Che cos’è una strategia di comunicazione di marketing? Beh, è molto semplice, è un progetto in cui viene pianificato tutto ciò che è assolutamente necessario sapere e seguire per poter creare una campagna di comunicazione di marketing / informazione

efficace, ovvero:

Target, Messaggio, Prova e Impressione finale della comunicazione di marketing

1 – Il Target di riferimento: e voi penserete: “ok, quindi donne/uomini/reddito/età/con bambini/senza bambini ecc.” certo, esatto, eppure… Eppure scegliere un gruppo di persone con determinate caratteristiche a cui comunicare il vostro messaggio di marketing non è sufficiente per crearlo nel modo più efficace possibile. Immaginate di aver scelto il vostro target, diciamo giovani uomini, con un reddito sui 25.000 euro, con bambini: avete presente un soggetto con queste caratteristiche? Si? Vi abita di fronte? Perfetto, nella creazione del vostro messaggio dovete pensare di parlare proprio con lui, per convincerlo; non dovete immaginare di parlare a un gruppo di persone, ma a una persona in particolare che rispecchi le caratteristiche del target di riferimento come se la conosceste, così sarà molto più semplice usare le parole e il tono migliori. Altra cosa fondamentale: non cercate di arrivare a tutti con il vostro messaggio, perchè altrimenti, in questo modo, rischiate di non arrivare proprio a nessuno; scegliete una persona che corrisponda al target di riferimento e cercate di convincerla, punto.

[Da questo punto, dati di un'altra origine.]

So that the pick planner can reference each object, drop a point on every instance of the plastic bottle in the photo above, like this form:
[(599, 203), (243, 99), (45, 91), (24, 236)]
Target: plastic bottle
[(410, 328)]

2 – Il Messaggio: una volta che sappiamo con chi dobbiamo parlare, è ovvio che dobbiamo capire molto bene cosa dobbiamo dire. Ricordatevi molto bene: come è assolutamente importante capire che non si può arrivare a tutti, altrettanto importante è rendersi conto che con un messaggio pubblicitario possiamo scegliere un punto principale, una cosa da dire che possa arrivare al pubblico e su cui dobbiamo concentrarci, non di più. 

3 – La Prova: ovvero nel messaggio che creiamo ci deve essere la dimostrazione che ciò che stiamo dicendo corrisponde al vero, che l’offerta è valida; come possiamo fare? Per esempio attraverso testimonianze, attraverso confronti con gli altri prodotti, attraverso il sottolineare che solo ciò che state comunicando ha quella caratteristica.

4 – L’Impressione finale: dopo che il pubblico avrà ricevuto il vostro messaggio, qual’è la cosa più importante che gli dovrà rimanere in testa? Quale concetto? Quale promessa? Dovete saperlo prima di cominciare a creare.

Ci si dovrà poi concentrare sulla creatività, sullo stile, sull’immagine, sulla scelta delle parole ecc. Ma se prima di tutto non viene pianificata una strategia di comunicazione efficace non si potrà mai arrivare a creare una campagna di informazione/pubblicitaria che funzioni davvero.
Provate a pensare a qualche pubblicità che vi ha colpito particolarmente: era chiaro a chi era diretto e che cosa vi stava dicendo il messaggio?